If data analytics are neither good or bad, then, success – both economically and in terms of public perceptions – will be determined by execution. Consider carefully what you decide to track, how you track it, how closely you guard your users privacy, and where you sell your data and in what form. Because a reputation once lost is not easily regained, as they say. While Facebook has been able to shrug off headlines such as “Facebook’s New Terms Of Service: ‘We Can Do Anything We Want With Your Content. Forever.’,” and concerns about the mining of Gmail accounts seem to be a distant memory, not everyone will be so fortunate. JetBlue and Northwest mostly recovered from their breaches of customer trust, but at what cost? As much as the economic opportunity that data represents will be an incentive, the user’s needs must always come first: be sure that you have a strong user advocate present and empowered in any and all discussions about the usage of telemetry data.
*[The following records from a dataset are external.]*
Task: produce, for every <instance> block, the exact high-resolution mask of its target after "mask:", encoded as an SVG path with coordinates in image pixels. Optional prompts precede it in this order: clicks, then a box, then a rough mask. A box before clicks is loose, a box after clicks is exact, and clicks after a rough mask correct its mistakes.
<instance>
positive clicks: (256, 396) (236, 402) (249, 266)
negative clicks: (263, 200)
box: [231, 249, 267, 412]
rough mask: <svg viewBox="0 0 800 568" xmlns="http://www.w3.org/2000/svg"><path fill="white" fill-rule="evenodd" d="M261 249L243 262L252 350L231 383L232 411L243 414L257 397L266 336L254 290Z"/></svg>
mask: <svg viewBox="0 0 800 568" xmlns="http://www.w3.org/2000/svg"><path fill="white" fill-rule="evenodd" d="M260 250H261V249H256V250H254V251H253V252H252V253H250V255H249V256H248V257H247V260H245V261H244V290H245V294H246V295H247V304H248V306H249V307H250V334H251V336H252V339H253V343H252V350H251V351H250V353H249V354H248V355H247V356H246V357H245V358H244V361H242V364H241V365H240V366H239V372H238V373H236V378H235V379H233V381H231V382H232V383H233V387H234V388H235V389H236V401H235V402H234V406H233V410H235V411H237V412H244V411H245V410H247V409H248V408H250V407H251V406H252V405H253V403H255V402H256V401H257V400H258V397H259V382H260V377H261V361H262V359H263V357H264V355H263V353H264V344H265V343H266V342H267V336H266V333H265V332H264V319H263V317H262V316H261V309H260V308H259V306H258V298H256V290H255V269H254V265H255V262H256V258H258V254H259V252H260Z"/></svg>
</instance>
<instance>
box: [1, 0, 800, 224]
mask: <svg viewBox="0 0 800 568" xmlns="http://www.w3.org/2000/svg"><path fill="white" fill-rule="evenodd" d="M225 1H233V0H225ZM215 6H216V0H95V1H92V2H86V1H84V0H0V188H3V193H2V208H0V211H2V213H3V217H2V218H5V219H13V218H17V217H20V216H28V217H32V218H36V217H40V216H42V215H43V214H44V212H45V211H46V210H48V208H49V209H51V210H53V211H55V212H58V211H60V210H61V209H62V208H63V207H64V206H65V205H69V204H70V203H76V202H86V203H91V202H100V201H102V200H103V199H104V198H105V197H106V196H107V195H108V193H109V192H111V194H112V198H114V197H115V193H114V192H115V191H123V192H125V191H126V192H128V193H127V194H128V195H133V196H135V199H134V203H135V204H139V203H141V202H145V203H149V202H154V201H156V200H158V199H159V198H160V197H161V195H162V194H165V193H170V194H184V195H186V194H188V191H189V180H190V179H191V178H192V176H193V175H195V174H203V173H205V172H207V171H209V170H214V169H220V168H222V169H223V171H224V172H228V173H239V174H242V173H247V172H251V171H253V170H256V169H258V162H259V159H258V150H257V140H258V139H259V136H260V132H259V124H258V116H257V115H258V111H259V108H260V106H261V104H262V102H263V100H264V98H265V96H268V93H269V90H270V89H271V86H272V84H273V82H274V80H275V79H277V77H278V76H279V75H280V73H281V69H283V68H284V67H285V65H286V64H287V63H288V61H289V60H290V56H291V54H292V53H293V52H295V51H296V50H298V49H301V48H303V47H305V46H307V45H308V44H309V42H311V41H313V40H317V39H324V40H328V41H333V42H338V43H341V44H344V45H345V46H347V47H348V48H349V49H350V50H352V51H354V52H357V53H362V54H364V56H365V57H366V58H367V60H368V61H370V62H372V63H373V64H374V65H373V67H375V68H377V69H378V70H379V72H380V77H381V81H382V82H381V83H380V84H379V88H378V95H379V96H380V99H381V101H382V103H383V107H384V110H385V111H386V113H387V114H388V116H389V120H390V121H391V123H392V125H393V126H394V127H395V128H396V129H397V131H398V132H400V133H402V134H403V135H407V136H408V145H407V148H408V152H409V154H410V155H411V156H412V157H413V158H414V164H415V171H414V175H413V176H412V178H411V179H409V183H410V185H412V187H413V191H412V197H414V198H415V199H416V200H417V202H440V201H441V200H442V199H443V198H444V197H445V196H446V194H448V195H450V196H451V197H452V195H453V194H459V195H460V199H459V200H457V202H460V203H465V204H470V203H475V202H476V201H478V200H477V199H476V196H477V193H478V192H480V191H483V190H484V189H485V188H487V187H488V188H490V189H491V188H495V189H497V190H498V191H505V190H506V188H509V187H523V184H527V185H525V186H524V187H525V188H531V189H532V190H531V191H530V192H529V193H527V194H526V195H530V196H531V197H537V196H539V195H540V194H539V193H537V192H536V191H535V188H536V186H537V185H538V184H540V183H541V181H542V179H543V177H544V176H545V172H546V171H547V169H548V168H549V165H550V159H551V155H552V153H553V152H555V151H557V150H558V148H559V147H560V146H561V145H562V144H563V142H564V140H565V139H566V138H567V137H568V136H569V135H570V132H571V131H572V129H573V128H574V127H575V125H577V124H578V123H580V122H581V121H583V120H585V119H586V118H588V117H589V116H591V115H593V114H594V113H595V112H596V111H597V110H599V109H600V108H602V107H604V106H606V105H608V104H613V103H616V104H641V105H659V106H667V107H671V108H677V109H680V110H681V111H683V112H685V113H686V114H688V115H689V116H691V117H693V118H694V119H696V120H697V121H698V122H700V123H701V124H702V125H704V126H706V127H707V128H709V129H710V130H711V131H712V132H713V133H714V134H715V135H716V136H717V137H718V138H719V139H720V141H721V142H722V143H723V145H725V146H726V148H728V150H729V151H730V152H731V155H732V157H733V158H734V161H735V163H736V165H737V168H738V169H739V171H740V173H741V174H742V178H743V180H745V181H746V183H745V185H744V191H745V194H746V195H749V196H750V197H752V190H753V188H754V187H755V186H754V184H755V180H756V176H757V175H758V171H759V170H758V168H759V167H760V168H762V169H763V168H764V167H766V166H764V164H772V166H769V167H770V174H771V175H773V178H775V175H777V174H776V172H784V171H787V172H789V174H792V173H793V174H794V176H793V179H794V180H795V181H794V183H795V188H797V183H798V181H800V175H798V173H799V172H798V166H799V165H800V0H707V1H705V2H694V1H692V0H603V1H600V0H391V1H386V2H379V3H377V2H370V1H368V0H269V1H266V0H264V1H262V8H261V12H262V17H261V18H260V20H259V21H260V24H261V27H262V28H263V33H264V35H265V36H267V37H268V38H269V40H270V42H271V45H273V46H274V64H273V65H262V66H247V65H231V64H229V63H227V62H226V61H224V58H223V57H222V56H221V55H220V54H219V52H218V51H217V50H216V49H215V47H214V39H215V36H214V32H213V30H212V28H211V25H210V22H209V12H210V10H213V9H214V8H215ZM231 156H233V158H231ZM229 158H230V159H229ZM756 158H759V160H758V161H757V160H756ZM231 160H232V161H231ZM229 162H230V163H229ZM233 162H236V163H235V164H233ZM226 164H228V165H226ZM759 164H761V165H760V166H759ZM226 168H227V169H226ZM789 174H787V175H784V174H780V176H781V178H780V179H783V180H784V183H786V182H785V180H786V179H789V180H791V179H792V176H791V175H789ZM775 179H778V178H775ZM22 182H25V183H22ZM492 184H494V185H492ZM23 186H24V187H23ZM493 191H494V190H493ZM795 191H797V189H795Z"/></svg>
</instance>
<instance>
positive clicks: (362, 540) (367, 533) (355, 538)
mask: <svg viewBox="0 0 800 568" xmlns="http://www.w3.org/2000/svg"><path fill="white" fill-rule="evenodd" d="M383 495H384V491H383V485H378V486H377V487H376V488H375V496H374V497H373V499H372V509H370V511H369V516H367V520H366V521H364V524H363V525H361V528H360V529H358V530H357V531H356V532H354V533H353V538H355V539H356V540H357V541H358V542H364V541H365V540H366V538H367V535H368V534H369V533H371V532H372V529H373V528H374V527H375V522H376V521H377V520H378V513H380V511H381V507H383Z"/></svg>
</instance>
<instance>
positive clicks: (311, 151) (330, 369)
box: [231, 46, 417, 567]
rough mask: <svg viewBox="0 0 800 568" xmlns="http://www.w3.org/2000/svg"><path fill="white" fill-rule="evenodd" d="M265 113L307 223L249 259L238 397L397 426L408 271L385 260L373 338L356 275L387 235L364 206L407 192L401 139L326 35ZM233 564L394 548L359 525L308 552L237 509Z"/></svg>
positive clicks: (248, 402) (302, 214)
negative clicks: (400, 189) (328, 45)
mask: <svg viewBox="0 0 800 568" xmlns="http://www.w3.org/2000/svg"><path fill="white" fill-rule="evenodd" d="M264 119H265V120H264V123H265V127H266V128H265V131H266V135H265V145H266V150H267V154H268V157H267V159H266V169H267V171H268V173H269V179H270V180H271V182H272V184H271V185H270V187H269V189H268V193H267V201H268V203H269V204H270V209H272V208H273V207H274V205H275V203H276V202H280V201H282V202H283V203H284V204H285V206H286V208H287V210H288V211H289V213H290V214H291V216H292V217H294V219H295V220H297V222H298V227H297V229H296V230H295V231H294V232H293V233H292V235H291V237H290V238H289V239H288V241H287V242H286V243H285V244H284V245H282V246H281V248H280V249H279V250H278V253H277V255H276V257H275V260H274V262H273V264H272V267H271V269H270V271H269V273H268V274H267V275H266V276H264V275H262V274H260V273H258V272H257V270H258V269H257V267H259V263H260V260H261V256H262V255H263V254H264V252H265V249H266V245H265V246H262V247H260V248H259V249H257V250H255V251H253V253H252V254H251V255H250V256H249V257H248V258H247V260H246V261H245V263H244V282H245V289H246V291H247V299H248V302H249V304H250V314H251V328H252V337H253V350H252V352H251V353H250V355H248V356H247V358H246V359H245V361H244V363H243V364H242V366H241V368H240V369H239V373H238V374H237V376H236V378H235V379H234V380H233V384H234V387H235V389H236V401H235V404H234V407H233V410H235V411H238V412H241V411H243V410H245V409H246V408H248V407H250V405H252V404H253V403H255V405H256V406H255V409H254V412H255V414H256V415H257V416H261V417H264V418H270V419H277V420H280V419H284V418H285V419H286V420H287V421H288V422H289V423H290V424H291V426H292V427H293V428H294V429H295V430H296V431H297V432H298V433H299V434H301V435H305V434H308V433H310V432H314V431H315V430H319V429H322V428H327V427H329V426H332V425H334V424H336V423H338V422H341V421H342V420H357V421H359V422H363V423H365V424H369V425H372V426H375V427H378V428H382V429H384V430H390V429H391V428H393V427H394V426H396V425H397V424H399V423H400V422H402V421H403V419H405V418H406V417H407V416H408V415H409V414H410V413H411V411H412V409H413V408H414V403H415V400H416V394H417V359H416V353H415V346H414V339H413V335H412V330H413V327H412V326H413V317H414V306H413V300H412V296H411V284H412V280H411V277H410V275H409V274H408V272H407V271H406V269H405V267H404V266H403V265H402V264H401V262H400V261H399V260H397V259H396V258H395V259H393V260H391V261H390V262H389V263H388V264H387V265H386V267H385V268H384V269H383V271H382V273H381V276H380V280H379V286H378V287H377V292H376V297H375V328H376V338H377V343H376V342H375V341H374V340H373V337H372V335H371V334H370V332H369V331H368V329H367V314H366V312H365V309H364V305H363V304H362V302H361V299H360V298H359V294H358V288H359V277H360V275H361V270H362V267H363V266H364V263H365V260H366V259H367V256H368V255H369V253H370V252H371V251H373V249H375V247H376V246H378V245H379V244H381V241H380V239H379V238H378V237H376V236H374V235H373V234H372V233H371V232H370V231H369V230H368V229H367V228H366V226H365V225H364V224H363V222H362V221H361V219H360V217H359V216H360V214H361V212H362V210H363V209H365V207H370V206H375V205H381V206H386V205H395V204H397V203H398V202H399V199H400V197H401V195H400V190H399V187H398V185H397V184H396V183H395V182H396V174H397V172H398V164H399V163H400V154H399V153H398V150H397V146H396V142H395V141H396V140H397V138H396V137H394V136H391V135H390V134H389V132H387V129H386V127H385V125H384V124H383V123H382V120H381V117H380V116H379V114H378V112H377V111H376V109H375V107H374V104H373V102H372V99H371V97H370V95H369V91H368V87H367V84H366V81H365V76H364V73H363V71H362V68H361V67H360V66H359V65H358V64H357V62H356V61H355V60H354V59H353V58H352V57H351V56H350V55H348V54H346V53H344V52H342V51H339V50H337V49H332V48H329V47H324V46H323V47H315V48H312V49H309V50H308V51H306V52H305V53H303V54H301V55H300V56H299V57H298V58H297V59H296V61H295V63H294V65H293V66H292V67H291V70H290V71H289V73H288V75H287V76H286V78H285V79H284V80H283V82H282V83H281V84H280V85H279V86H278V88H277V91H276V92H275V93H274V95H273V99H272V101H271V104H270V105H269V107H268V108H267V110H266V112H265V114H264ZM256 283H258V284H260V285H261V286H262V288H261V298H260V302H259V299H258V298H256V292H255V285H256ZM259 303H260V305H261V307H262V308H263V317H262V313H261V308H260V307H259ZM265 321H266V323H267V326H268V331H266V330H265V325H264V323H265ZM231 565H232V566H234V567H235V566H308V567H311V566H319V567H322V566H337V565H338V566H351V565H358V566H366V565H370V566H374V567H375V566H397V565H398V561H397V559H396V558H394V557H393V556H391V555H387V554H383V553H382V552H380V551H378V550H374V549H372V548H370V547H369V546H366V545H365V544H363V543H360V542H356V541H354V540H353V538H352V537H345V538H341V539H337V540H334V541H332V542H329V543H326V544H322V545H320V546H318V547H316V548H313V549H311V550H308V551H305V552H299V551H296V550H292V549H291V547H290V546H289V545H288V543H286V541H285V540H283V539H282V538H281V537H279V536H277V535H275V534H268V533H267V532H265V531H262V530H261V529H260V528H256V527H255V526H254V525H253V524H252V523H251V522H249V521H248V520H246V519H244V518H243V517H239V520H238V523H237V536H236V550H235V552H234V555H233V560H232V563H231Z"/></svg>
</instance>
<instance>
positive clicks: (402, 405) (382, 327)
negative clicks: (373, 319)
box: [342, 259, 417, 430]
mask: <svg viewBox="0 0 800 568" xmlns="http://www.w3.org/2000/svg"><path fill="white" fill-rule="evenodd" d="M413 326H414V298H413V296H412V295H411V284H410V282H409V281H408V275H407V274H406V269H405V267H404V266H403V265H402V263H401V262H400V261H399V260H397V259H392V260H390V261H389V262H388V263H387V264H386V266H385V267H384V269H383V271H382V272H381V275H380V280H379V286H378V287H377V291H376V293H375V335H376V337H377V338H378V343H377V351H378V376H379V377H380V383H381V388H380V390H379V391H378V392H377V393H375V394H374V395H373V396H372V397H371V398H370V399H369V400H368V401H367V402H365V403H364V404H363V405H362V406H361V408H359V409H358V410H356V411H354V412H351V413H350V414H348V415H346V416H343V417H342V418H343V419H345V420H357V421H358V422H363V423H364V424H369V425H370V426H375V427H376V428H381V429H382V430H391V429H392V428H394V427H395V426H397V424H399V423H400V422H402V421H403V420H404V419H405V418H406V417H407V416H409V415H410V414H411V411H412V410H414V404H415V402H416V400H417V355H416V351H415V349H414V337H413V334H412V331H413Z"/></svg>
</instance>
Marketplaces will have an important role to play with respect to privacy, as well. Just as we’re seeing in application stores – at times overzealously, it must be said – data marketplaces will have a responsibility to buyers and sellers alike to carefully consider what they accept and what they turn down. Certain cases will be obvious: no legal marketplace will broker the sales of stolen credit card number databases, for example. But other datasets may seem more innocuous: are offerings that include IP addresses inevitably privacy infringing? Questions like those will probably create a secondary market for data cleansing and normalization vendors; in partnership with marketplaces, they could offer anonymizing data as a service.

Irrespective of the privacy concerns, the collection and analysis of data is accelerating. If data isn’t already an asset you list on your balance sheet, it soon will be. Why not get a head start on the privacy questions, then, and start thinking about what can be sold and what can’t, now? As soon as the marketplaces open on a volume business, you’ll thank me.